All other issues not specifically addressed or decided herein are hereby denied. The Court has considered all pending motions that have been referred to this trial and finds that they have been adjudicated by the terms of this Decision. To the extent that any application has been referred to trial, and not specifically addressed herein, that application is hereby denied.

Defendant Husband is hereby directed to file a Judgment of Divorce together with Findings of Fact and Conclusions of Law, annexing this Decision, within 30 days.
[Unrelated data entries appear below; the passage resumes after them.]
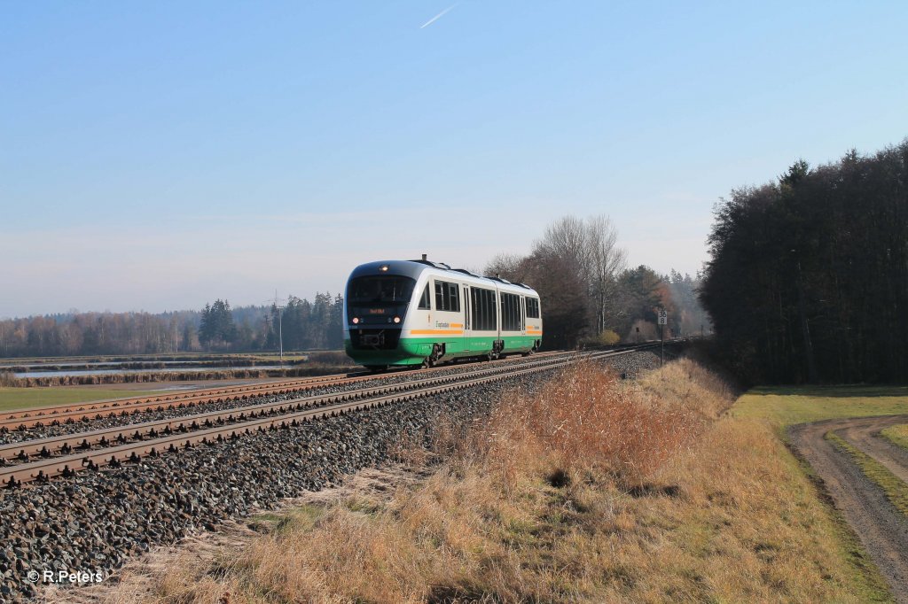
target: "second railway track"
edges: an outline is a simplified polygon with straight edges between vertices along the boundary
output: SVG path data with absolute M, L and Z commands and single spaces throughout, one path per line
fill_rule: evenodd
M 565 351 L 541 353 L 537 358 L 564 356 Z M 494 361 L 494 365 L 514 363 L 515 359 Z M 144 411 L 169 409 L 184 409 L 199 406 L 208 403 L 240 402 L 270 395 L 286 395 L 301 390 L 313 390 L 333 385 L 354 384 L 376 379 L 393 378 L 395 376 L 411 376 L 420 374 L 431 374 L 467 365 L 442 365 L 430 369 L 413 371 L 399 371 L 384 374 L 356 373 L 334 374 L 301 378 L 298 380 L 281 380 L 265 384 L 253 384 L 243 386 L 227 388 L 206 388 L 203 390 L 182 393 L 179 395 L 159 395 L 152 396 L 133 396 L 128 398 L 111 399 L 94 403 L 80 403 L 74 404 L 56 404 L 45 407 L 28 409 L 14 409 L 0 413 L 0 434 L 4 431 L 23 431 L 33 427 L 58 425 L 61 424 L 114 417 L 124 414 L 136 414 Z
M 319 417 L 562 367 L 580 356 L 607 358 L 646 347 L 543 358 L 503 366 L 480 365 L 454 375 L 15 443 L 0 447 L 0 482 L 16 486 L 35 480 L 71 475 L 85 468 L 137 462 L 143 456 L 174 452 L 199 443 L 238 438 L 258 430 L 289 427 Z M 77 450 L 78 453 L 74 453 Z M 33 459 L 35 456 L 38 459 Z

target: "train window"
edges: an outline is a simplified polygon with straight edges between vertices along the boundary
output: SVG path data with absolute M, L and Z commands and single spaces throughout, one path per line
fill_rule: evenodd
M 409 277 L 358 277 L 347 285 L 347 299 L 350 304 L 359 305 L 409 304 L 415 285 L 416 281 Z
M 429 306 L 429 300 L 431 297 L 429 295 L 429 284 L 426 284 L 426 288 L 422 290 L 422 297 L 419 298 L 419 310 L 431 310 Z
M 469 290 L 474 331 L 496 331 L 498 328 L 495 312 L 495 290 L 473 287 Z
M 436 281 L 435 309 L 460 312 L 460 286 L 448 281 Z
M 501 331 L 520 331 L 522 324 L 520 297 L 515 294 L 501 294 Z

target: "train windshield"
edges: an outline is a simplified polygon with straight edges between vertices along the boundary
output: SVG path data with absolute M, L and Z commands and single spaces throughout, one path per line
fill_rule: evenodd
M 347 286 L 347 304 L 357 307 L 406 306 L 416 281 L 409 277 L 358 277 Z

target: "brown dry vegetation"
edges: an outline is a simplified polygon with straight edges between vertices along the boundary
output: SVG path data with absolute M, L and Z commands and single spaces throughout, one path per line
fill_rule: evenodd
M 282 517 L 110 601 L 863 601 L 880 596 L 765 423 L 683 359 L 506 397 L 390 497 Z M 414 456 L 419 457 L 419 455 Z M 412 458 L 411 458 L 412 459 Z M 883 594 L 884 596 L 884 594 Z

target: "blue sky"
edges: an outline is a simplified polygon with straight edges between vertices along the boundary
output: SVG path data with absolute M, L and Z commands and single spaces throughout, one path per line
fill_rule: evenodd
M 694 273 L 732 188 L 908 135 L 905 31 L 903 2 L 2 3 L 0 317 L 481 268 L 567 213 Z

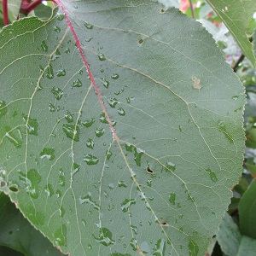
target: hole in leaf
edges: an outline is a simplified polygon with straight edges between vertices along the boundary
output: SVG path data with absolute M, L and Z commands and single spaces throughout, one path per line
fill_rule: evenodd
M 147 170 L 147 172 L 149 172 L 149 173 L 153 173 L 153 172 L 154 172 L 153 170 L 151 170 L 149 166 L 148 166 L 148 167 L 146 168 L 146 170 Z
M 166 222 L 160 222 L 159 223 L 161 226 L 169 226 L 168 223 Z
M 18 188 L 16 188 L 16 187 L 9 187 L 9 189 L 11 191 L 13 191 L 13 192 L 18 192 L 18 191 L 19 191 Z
M 143 44 L 143 43 L 144 43 L 144 40 L 143 40 L 143 39 L 139 39 L 139 40 L 138 40 L 138 44 Z
M 6 182 L 2 181 L 2 182 L 0 183 L 0 187 L 1 187 L 1 188 L 3 188 L 3 187 L 5 187 L 5 186 L 6 186 Z

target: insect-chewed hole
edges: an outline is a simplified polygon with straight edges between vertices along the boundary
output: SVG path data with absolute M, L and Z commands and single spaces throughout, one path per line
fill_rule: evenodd
M 143 38 L 141 38 L 137 42 L 139 44 L 143 44 L 144 43 L 144 40 Z
M 0 187 L 1 187 L 1 188 L 3 188 L 3 187 L 5 187 L 5 186 L 6 186 L 6 182 L 2 181 L 2 182 L 0 183 Z
M 161 226 L 168 226 L 168 223 L 167 222 L 160 222 L 159 223 Z
M 146 168 L 146 170 L 147 170 L 147 172 L 149 172 L 149 173 L 153 173 L 153 172 L 154 172 L 154 171 L 153 171 L 152 169 L 150 169 L 149 166 L 148 166 L 148 167 Z
M 11 191 L 13 191 L 13 192 L 18 192 L 18 191 L 19 191 L 18 188 L 16 188 L 16 187 L 9 187 L 9 189 Z

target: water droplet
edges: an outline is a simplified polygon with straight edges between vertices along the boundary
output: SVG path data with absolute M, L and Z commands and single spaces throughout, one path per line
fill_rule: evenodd
M 109 98 L 108 99 L 108 103 L 111 108 L 115 108 L 116 104 L 119 103 L 116 98 Z
M 54 78 L 54 72 L 53 72 L 52 66 L 50 64 L 46 68 L 46 77 L 49 79 L 52 79 Z
M 119 108 L 119 109 L 118 109 L 118 113 L 119 114 L 119 115 L 125 115 L 125 110 L 124 110 L 124 108 Z
M 11 131 L 10 127 L 6 127 L 7 131 L 5 137 L 7 139 L 12 143 L 16 148 L 19 148 L 22 146 L 22 135 L 19 128 Z
M 84 122 L 82 122 L 82 125 L 85 126 L 86 128 L 89 128 L 92 125 L 92 124 L 95 122 L 95 119 L 90 119 L 89 120 L 86 120 Z
M 103 85 L 106 89 L 108 88 L 109 82 L 108 80 L 106 80 L 105 79 L 100 79 L 100 81 L 102 82 L 102 85 Z
M 65 187 L 65 173 L 62 168 L 59 170 L 59 183 L 58 184 L 61 187 Z
M 118 73 L 113 73 L 112 76 L 111 76 L 111 79 L 119 79 L 119 75 L 118 74 Z
M 22 114 L 23 121 L 26 123 L 27 133 L 38 136 L 38 123 L 36 119 L 28 118 L 27 115 Z
M 153 247 L 153 255 L 161 256 L 165 254 L 166 254 L 166 241 L 162 238 L 160 238 Z
M 175 172 L 176 165 L 172 162 L 167 162 L 166 164 L 166 172 Z
M 141 160 L 144 151 L 139 148 L 134 148 L 134 160 L 137 166 L 141 166 Z
M 62 224 L 60 229 L 55 232 L 55 243 L 57 246 L 66 246 L 67 227 Z
M 127 188 L 127 184 L 124 182 L 124 181 L 119 181 L 118 185 L 119 188 L 124 187 L 124 188 Z
M 106 115 L 105 115 L 105 113 L 102 113 L 100 114 L 99 119 L 100 119 L 101 122 L 103 123 L 103 124 L 108 124 L 108 120 L 107 120 L 107 118 L 106 118 Z
M 87 39 L 85 39 L 85 42 L 90 42 L 93 39 L 93 38 L 88 38 Z
M 93 139 L 90 139 L 89 138 L 86 142 L 86 147 L 89 148 L 91 148 L 93 149 L 94 148 L 94 142 L 93 142 Z
M 125 201 L 121 203 L 121 209 L 123 212 L 125 212 L 128 211 L 129 207 L 131 205 L 136 204 L 136 200 L 135 199 L 125 199 Z
M 59 21 L 63 20 L 64 18 L 65 18 L 65 15 L 57 15 L 57 20 L 58 20 Z
M 79 198 L 79 202 L 80 204 L 90 204 L 95 209 L 100 210 L 100 206 L 97 205 L 95 201 L 92 201 L 91 199 L 91 193 L 88 192 L 87 195 L 82 196 Z
M 125 149 L 126 151 L 129 151 L 129 152 L 132 152 L 132 145 L 129 144 L 129 143 L 125 143 Z
M 52 103 L 49 103 L 49 110 L 50 111 L 50 112 L 55 112 L 55 106 L 54 105 L 54 104 L 52 104 Z
M 0 101 L 0 119 L 2 119 L 7 113 L 6 103 L 4 101 Z
M 224 133 L 224 137 L 229 140 L 230 143 L 234 144 L 234 140 L 230 136 L 230 134 L 228 133 L 225 124 L 223 121 L 218 120 L 217 124 L 217 127 L 220 131 Z
M 191 195 L 190 193 L 188 194 L 188 200 L 191 201 L 192 202 L 195 202 L 194 197 Z
M 45 41 L 42 41 L 41 49 L 45 52 L 48 51 L 48 45 L 46 44 Z
M 150 188 L 152 186 L 152 179 L 148 179 L 147 180 L 147 184 Z
M 72 87 L 82 87 L 83 84 L 82 81 L 79 79 L 76 79 L 73 82 L 73 86 Z
M 55 26 L 54 31 L 56 32 L 60 32 L 61 30 L 61 27 L 60 27 L 60 26 Z
M 67 137 L 74 140 L 75 142 L 79 141 L 79 127 L 74 125 L 64 124 L 62 130 L 66 133 Z
M 133 233 L 135 235 L 137 235 L 138 231 L 137 231 L 137 226 L 131 225 L 131 230 L 133 231 Z
M 130 245 L 131 246 L 133 251 L 137 251 L 137 244 L 136 238 L 131 238 Z
M 67 121 L 67 123 L 73 122 L 73 113 L 67 112 L 67 114 L 64 114 L 65 119 Z
M 207 168 L 207 169 L 206 170 L 206 172 L 209 172 L 210 177 L 211 177 L 211 179 L 212 180 L 212 182 L 217 182 L 217 181 L 218 181 L 218 177 L 217 177 L 215 172 L 212 172 L 212 170 L 211 170 L 210 168 Z
M 92 24 L 90 24 L 88 22 L 84 22 L 84 26 L 87 28 L 87 29 L 93 29 L 93 25 Z
M 51 56 L 51 61 L 55 61 L 55 60 L 57 60 L 58 58 L 61 57 L 61 52 L 59 51 L 59 49 L 57 49 L 56 51 Z M 41 67 L 41 66 L 40 66 Z M 40 68 L 40 71 L 42 70 L 42 67 Z M 44 71 L 44 69 L 43 69 Z M 42 71 L 41 71 L 42 72 Z
M 73 163 L 72 166 L 71 176 L 73 178 L 73 176 L 80 171 L 80 166 L 77 163 Z
M 53 87 L 51 92 L 55 95 L 56 100 L 61 100 L 63 96 L 63 90 L 58 87 Z
M 169 195 L 169 201 L 172 205 L 175 205 L 176 194 L 171 193 Z
M 104 245 L 105 247 L 108 247 L 111 244 L 114 244 L 115 241 L 112 238 L 112 233 L 107 228 L 102 228 L 100 230 L 99 237 L 96 237 L 92 235 L 96 241 L 100 242 L 101 244 Z
M 47 184 L 44 187 L 44 191 L 47 194 L 48 197 L 51 197 L 55 194 L 55 191 L 54 191 L 51 184 Z
M 199 253 L 199 247 L 191 237 L 189 236 L 189 256 L 197 256 Z
M 144 43 L 144 40 L 143 40 L 143 39 L 139 39 L 139 40 L 138 40 L 138 44 L 143 44 L 143 43 Z
M 110 151 L 110 150 L 108 150 L 108 152 L 107 152 L 107 160 L 109 160 L 109 159 L 110 159 L 110 157 L 113 155 L 113 153 Z
M 97 137 L 102 137 L 104 134 L 104 132 L 105 132 L 105 129 L 104 128 L 97 128 L 95 131 L 95 135 Z
M 57 70 L 57 77 L 64 77 L 66 76 L 66 70 L 65 69 L 60 69 Z
M 99 159 L 90 154 L 88 154 L 84 156 L 84 161 L 86 162 L 87 165 L 96 165 L 99 161 Z
M 47 159 L 52 160 L 55 158 L 55 149 L 50 148 L 44 148 L 42 152 L 39 154 L 40 159 Z
M 98 58 L 99 58 L 100 61 L 106 61 L 105 55 L 103 54 L 102 54 L 102 53 L 100 53 L 98 55 Z

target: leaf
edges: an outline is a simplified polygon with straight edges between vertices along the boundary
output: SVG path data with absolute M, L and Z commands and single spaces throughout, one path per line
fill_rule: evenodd
M 234 36 L 241 52 L 256 67 L 253 45 L 247 37 L 247 29 L 256 11 L 254 0 L 207 0 Z
M 76 42 L 62 14 L 0 34 L 1 189 L 71 255 L 204 255 L 241 173 L 241 83 L 175 9 L 63 4 Z
M 7 195 L 0 193 L 0 245 L 11 247 L 25 255 L 63 255 L 15 208 Z M 18 252 L 5 252 L 1 255 L 24 255 Z M 13 253 L 13 254 L 11 254 Z
M 256 180 L 253 179 L 238 205 L 241 233 L 256 238 Z
M 253 255 L 256 250 L 256 240 L 241 236 L 232 218 L 225 216 L 217 233 L 217 241 L 222 251 L 228 256 Z

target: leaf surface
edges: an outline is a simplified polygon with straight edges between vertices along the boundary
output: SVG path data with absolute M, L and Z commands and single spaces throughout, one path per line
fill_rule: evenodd
M 1 189 L 71 255 L 204 255 L 241 173 L 241 84 L 175 9 L 63 4 L 79 42 L 62 14 L 0 34 Z
M 254 0 L 207 0 L 234 36 L 241 52 L 256 66 L 253 44 L 247 37 L 247 29 L 256 11 Z

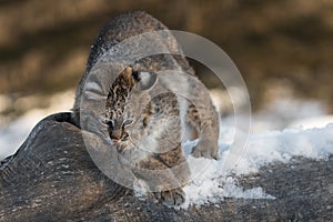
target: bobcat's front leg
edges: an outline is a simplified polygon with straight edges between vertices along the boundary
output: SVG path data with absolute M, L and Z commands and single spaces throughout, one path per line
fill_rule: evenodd
M 202 82 L 191 79 L 190 105 L 186 121 L 194 125 L 199 132 L 200 141 L 193 148 L 195 158 L 219 159 L 219 113 L 216 112 L 208 89 Z
M 219 159 L 219 114 L 214 107 L 205 108 L 204 112 L 199 117 L 199 110 L 194 105 L 190 105 L 188 118 L 190 122 L 198 129 L 200 140 L 192 150 L 195 158 Z

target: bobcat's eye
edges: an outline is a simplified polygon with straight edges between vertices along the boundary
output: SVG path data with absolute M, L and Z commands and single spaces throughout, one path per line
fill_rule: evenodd
M 113 122 L 113 120 L 109 120 L 109 121 L 107 122 L 107 124 L 108 124 L 110 128 L 113 128 L 114 122 Z
M 134 122 L 133 119 L 127 119 L 124 122 L 123 122 L 123 125 L 130 125 Z

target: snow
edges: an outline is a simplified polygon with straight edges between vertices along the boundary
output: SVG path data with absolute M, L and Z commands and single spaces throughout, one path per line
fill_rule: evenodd
M 38 100 L 38 97 L 32 98 L 20 98 L 19 100 L 24 100 L 24 103 L 32 103 L 31 100 Z M 70 98 L 70 99 L 69 99 Z M 61 93 L 57 93 L 49 98 L 49 108 L 41 109 L 36 108 L 26 112 L 23 115 L 12 121 L 10 124 L 4 124 L 1 121 L 6 117 L 0 115 L 0 160 L 8 155 L 13 154 L 20 145 L 28 138 L 30 131 L 33 127 L 43 118 L 56 113 L 56 112 L 68 112 L 73 105 L 74 91 L 68 90 Z M 2 109 L 6 105 L 10 105 L 10 102 L 4 103 L 8 99 L 4 95 L 0 95 L 0 104 Z M 1 109 L 0 109 L 1 111 Z

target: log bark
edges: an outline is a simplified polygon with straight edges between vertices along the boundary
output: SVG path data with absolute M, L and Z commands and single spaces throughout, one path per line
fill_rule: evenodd
M 330 221 L 333 157 L 296 158 L 239 178 L 275 200 L 224 199 L 174 210 L 139 200 L 94 165 L 70 113 L 42 120 L 0 165 L 0 221 Z

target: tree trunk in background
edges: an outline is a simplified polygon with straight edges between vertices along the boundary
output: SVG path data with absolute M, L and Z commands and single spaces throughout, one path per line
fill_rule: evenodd
M 225 199 L 174 210 L 133 196 L 108 179 L 85 150 L 70 113 L 42 120 L 0 165 L 0 221 L 330 221 L 333 157 L 275 163 L 239 178 L 276 200 Z

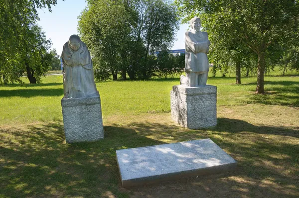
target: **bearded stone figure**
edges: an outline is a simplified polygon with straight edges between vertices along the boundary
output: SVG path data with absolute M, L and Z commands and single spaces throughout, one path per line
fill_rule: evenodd
M 85 43 L 72 35 L 63 45 L 64 98 L 89 98 L 99 95 L 94 81 L 90 54 Z
M 200 31 L 201 22 L 198 17 L 190 20 L 191 31 L 185 33 L 185 72 L 180 83 L 188 87 L 202 87 L 207 84 L 209 72 L 210 41 L 208 34 Z

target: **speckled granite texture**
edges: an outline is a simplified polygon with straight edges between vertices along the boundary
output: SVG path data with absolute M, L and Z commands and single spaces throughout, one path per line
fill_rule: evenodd
M 94 141 L 104 138 L 100 96 L 61 99 L 67 143 Z
M 197 129 L 217 124 L 217 87 L 172 87 L 171 118 L 185 128 Z
M 124 188 L 231 171 L 237 162 L 210 139 L 116 151 Z

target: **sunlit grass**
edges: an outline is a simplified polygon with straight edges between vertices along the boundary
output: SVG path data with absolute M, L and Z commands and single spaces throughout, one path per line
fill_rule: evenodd
M 192 130 L 170 118 L 170 91 L 179 80 L 96 83 L 105 138 L 65 143 L 61 76 L 43 83 L 0 87 L 0 198 L 298 197 L 299 77 L 209 78 L 217 87 L 217 122 Z M 217 177 L 127 190 L 115 150 L 211 138 L 238 169 Z M 180 197 L 179 197 L 180 196 Z

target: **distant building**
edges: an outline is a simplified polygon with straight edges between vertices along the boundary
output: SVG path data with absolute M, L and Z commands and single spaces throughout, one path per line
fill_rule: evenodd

Counsel is directed to file the Judgment of Divorce directly to chambers.

This Constitutes the Decision of the Court.

Dated:September 1, 2015

E N T E R:

__________________________________

HON. CATHERINE M. DIDOMENICO



Acting Justice Supreme Court Footnotes

Footnote 1:The transcript from this hearing was referred by this Court to the Richmond County District Attorney's Office.

Footnote 2:Wife testified as to the value of the jewelry as follows: a diamond heart necklace worth $299, small wedding band worth $3,999, diamond wedding band worth $2,900, heart charm bracelet worth $186, gold link bracelet worth $298, a gold bracelet worth $421, diamond tennis bracelet worth $6,887, diamond heart bracelet worth $250, engagement ring worth. $6,799, Rolex watch worth. $7,559, and small gold cross worth approx. $185. (Tr. 2/7/14 pp. 151-163).

Footnote 3:While Husband initially testified that the boat sold for over $60,000 the Court credits his testimony as offered on December 16th after he reviewed the documents pertaining to the sale.

Footnote 4:While the Preclusion Order prevented Husband from offering evidence in relation to the value of his business, the questions posed were related to his income, and were asked by Wife's attorney which would amount to a waiver of the Order as it related to those questions.

Footnote 5:Water and Sewer total of $1,850 (37x$50); Con Edison total of $13,246 (37x$358); National Grid total of $3,700 (37 x $100) and Verizon total of $8,473 (37x $229)

Footnote 6:Wife's application to hold Husband in contempt for his attempt to purchase a firearm need not be denied on this ground as there is no necessity to address alternative remedies in relation to a finding of criminal contempt.